Makanan fusi Indo-Tiongkok tetap menjadi makanan pokok favorit yang menjadi identitas kuliner kota ini.
“Ini kabar baik bagi orang-orang seperti kami, yang memiliki kerabat di Tiongkok,” kata Chen Khoi Kui, seorang pemimpin masyarakat sipil di distrik Pecinan Tangra, Kolkata. “Konektivitas udara akan meningkatkan perdagangan, pariwisata, dan perjalanan bisnis.”
“Tantangan Jangka Panjang”
India mengalami defisit perdagangan yang signifikan dengan Beijing, sangat bergantung pada bahan baku Tiongkok untuk pertumbuhan industri dan ekspor.
Pencairan hubungan antara New Delhi dan Beijing menyusul pertemuan antara para pemimpin mereka di Rusia tahun lalu dan di Tiongkok pada bulan Agustus.

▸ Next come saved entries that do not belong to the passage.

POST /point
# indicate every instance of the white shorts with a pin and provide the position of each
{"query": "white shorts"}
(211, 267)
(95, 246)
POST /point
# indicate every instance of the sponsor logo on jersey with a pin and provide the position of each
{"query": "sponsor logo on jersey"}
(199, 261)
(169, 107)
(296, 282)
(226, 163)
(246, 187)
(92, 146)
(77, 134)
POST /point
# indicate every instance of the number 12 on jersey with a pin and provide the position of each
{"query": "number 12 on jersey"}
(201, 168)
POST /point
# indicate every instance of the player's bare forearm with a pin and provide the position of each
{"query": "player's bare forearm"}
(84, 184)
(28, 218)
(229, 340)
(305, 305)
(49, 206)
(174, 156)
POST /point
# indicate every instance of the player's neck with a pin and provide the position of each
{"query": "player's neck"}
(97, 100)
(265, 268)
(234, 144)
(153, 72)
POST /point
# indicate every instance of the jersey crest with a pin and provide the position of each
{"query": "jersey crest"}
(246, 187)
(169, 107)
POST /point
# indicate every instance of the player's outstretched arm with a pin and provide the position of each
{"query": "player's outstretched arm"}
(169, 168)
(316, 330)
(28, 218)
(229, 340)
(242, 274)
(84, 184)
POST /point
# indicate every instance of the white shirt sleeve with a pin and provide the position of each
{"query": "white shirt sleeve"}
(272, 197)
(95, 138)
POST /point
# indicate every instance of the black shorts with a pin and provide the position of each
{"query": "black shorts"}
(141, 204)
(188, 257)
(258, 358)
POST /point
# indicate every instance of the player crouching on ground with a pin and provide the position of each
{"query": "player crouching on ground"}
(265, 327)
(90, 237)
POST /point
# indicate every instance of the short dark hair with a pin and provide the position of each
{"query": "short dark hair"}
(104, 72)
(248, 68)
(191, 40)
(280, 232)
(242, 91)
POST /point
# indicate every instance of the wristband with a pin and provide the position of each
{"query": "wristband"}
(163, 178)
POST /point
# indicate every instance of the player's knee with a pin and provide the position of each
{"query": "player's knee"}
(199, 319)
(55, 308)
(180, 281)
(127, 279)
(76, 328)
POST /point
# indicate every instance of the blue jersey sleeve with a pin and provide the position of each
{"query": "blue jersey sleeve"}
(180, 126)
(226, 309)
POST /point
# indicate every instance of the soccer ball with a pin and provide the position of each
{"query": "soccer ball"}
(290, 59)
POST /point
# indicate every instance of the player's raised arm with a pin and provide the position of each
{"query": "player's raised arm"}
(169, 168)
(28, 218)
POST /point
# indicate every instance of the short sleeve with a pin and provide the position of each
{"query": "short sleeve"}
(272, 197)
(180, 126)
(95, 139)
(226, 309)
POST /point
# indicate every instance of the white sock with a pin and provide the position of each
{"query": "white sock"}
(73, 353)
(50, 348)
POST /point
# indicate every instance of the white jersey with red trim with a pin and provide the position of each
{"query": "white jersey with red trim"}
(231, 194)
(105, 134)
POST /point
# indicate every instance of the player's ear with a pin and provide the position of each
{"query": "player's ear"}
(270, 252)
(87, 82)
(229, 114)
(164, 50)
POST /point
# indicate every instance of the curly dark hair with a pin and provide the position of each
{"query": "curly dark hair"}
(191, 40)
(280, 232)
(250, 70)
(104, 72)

Impor India dari Tiongkok melonjak hingga lebih dari US$11 miliar bulan lalu, naik lebih dari 16 persen dibandingkan dengan September 2024, menurut Kementerian Perdagangan New Delhi.
Ekspor dari India ke Tiongkok mencapai US$1,47 miliar, relatif kecil jika dibandingkan, tetapi naik sekitar 34 persen dibandingkan tahun sebelumnya.

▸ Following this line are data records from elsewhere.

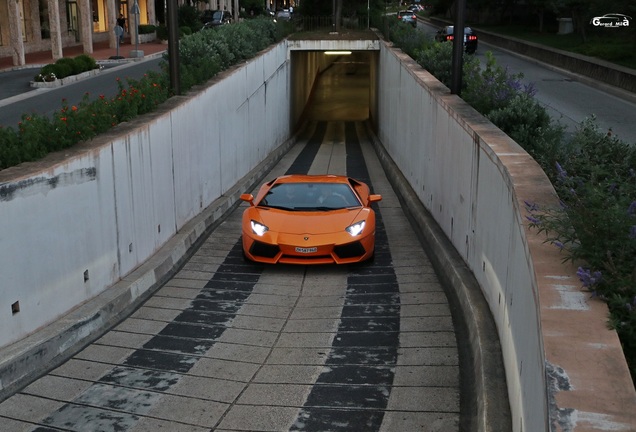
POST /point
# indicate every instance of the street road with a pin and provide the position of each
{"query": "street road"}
(568, 99)
(227, 345)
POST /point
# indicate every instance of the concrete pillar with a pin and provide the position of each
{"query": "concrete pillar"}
(111, 16)
(56, 31)
(150, 12)
(15, 33)
(86, 25)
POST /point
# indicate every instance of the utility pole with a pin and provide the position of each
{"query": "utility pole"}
(173, 47)
(458, 48)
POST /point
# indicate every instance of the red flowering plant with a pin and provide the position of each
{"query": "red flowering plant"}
(38, 135)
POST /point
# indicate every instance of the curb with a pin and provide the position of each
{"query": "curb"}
(64, 81)
(26, 360)
(484, 404)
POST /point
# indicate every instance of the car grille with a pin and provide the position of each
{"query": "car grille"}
(264, 250)
(349, 250)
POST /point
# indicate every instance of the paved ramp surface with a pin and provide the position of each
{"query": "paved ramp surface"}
(227, 345)
(233, 346)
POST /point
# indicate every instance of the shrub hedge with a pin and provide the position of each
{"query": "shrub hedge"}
(593, 173)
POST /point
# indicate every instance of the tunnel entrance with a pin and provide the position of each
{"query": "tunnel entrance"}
(333, 84)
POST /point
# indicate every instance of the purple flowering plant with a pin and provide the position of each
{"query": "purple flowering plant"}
(595, 224)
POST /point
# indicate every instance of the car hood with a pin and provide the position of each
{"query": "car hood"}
(315, 222)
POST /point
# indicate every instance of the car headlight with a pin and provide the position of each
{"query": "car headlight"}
(258, 228)
(356, 228)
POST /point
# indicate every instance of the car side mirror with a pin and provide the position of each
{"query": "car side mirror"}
(248, 198)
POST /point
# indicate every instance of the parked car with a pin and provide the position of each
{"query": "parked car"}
(216, 18)
(310, 219)
(470, 38)
(408, 16)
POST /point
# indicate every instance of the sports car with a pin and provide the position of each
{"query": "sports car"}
(310, 219)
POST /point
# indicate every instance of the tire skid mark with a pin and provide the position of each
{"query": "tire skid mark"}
(353, 390)
(129, 391)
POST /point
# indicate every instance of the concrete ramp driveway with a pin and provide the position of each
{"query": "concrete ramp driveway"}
(227, 345)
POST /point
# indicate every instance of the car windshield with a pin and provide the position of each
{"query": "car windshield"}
(310, 197)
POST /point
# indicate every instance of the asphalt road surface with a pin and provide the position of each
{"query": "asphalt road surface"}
(18, 98)
(227, 345)
(568, 98)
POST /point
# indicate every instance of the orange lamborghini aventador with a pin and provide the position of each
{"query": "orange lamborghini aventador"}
(310, 219)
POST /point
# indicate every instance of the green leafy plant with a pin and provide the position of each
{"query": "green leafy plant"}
(147, 28)
(593, 173)
(595, 225)
(65, 67)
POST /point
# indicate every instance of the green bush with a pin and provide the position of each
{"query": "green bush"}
(593, 173)
(67, 63)
(65, 67)
(147, 28)
(86, 63)
(162, 32)
(595, 226)
(203, 55)
(189, 16)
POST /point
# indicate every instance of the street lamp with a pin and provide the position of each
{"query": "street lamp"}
(135, 11)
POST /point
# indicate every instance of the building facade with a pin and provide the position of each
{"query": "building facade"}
(51, 25)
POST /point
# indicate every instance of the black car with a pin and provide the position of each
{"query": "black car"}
(470, 38)
(216, 18)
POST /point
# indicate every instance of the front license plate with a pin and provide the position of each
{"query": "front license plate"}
(306, 250)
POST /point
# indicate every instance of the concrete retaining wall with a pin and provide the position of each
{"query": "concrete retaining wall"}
(559, 355)
(85, 218)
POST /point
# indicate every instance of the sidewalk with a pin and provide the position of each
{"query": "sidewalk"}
(101, 52)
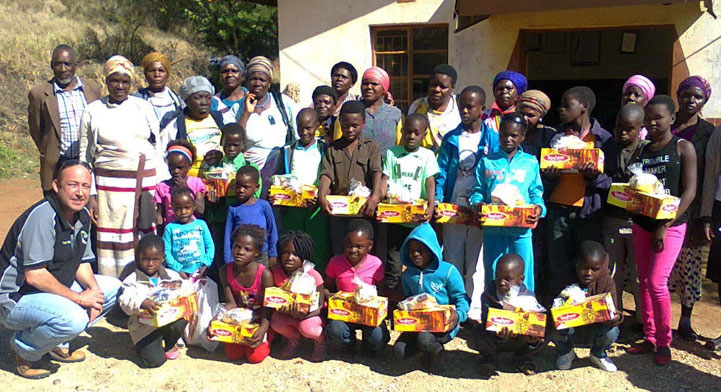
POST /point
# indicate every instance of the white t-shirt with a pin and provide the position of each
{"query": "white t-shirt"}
(467, 160)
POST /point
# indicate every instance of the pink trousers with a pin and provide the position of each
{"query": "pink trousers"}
(653, 272)
(293, 328)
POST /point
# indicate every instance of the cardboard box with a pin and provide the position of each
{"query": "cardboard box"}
(231, 333)
(436, 319)
(518, 322)
(342, 306)
(286, 197)
(283, 300)
(169, 311)
(451, 213)
(507, 216)
(596, 309)
(568, 160)
(346, 205)
(400, 213)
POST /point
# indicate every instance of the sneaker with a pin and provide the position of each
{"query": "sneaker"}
(564, 362)
(662, 357)
(604, 363)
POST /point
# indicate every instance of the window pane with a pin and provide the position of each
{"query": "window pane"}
(391, 40)
(430, 38)
(394, 64)
(423, 64)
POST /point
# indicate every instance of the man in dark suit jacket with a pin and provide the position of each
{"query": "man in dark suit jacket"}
(55, 110)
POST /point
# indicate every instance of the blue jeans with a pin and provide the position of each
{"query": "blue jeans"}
(603, 337)
(342, 334)
(43, 321)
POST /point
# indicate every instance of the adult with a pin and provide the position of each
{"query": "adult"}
(638, 89)
(692, 94)
(156, 68)
(197, 123)
(325, 100)
(267, 116)
(229, 99)
(343, 76)
(507, 86)
(48, 292)
(439, 106)
(54, 113)
(115, 135)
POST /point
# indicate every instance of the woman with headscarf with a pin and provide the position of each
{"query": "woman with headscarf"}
(692, 94)
(383, 122)
(115, 139)
(439, 106)
(507, 86)
(638, 89)
(229, 99)
(156, 68)
(267, 116)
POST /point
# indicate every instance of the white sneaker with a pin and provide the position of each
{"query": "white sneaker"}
(604, 364)
(564, 362)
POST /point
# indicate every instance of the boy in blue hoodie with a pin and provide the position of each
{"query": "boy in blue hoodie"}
(426, 272)
(509, 165)
(460, 152)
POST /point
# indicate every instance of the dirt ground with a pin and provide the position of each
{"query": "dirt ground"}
(110, 364)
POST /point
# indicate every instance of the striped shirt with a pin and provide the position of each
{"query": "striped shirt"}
(71, 105)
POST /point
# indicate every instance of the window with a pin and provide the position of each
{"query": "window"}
(408, 54)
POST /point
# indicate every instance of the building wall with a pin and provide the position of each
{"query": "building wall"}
(315, 34)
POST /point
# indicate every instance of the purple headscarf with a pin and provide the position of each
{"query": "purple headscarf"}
(695, 81)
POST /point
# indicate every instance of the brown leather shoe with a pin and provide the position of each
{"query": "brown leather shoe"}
(28, 369)
(64, 355)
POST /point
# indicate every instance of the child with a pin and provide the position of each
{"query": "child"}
(617, 222)
(233, 142)
(294, 248)
(180, 155)
(353, 156)
(657, 243)
(576, 199)
(189, 246)
(254, 211)
(245, 284)
(412, 168)
(152, 345)
(341, 270)
(508, 284)
(426, 272)
(594, 278)
(303, 160)
(460, 152)
(509, 165)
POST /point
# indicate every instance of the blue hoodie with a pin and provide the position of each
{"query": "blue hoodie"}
(440, 279)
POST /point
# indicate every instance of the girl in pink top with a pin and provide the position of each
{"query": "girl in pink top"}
(293, 248)
(179, 155)
(246, 281)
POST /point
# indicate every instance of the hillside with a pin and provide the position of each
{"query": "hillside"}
(32, 28)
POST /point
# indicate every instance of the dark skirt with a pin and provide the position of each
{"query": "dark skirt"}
(713, 270)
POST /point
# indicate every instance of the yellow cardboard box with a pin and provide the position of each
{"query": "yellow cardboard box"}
(231, 333)
(342, 306)
(435, 319)
(283, 300)
(507, 216)
(596, 309)
(346, 205)
(400, 213)
(451, 213)
(286, 197)
(568, 160)
(517, 321)
(169, 311)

Penerbangan langsung antara kedua negara ditangguhkan selama pandemi COVID-19, yang mengakibatkan sekitar 500 layanan bulanan terhenti.
Hubungan kemudian memburuk setelah pertikaian perbatasan antara kedua negara bersenjata nuklir pada tahun 2020, ketika setidaknya 20 tentara India dan empat tentara Tiongkok tewas.
New Delhi merespons dengan memperketat pembatasan investasi Tiongkok dan melarang ratusan aplikasi, termasuk TikTok.
India kemudian mempererat hubungan dengan aliansi Quad yang dipimpin AS – juga mencakup Jepang dan Australia – yang bertujuan untuk melawan pengaruh Tiongkok di Asia-Pasifik.
Kedua belah pihak telah menempatkan pasukan di sepanjang perbatasan dataran tinggi sepanjang 3.500 kilometer yang disengketakan.
Namun bulan ini, tentara dari masing-masing pihak saling bertukar hadiah berupa permen pada perayaan Diwali, “menandai isyarat niat baik”, kata Yu Jing, juru bicara Kedutaan Besar Tiongkok di India.
The Indian Express, dalam editorialnya setelah Perdana Menteri India Narendra Modi dan Presiden Tiongkok Xi Jinping bertemu pada bulan Agustus, mengatakan bahwa peningkatan hubungan dengan Beijing “mengirimkan sinyal yang tepat” kepada Washington.
Namun, hubungan tersebut masih jauh dari harapan.
“Mengelola Tiongkok yang semakin asertif tetap menjadi tantangan jangka panjang India,” tambah surat kabar tersebut.
“Realitas fundamental ini tetap tidak berubah, terlepas dari tindakan diplomatik Trump yang aneh.”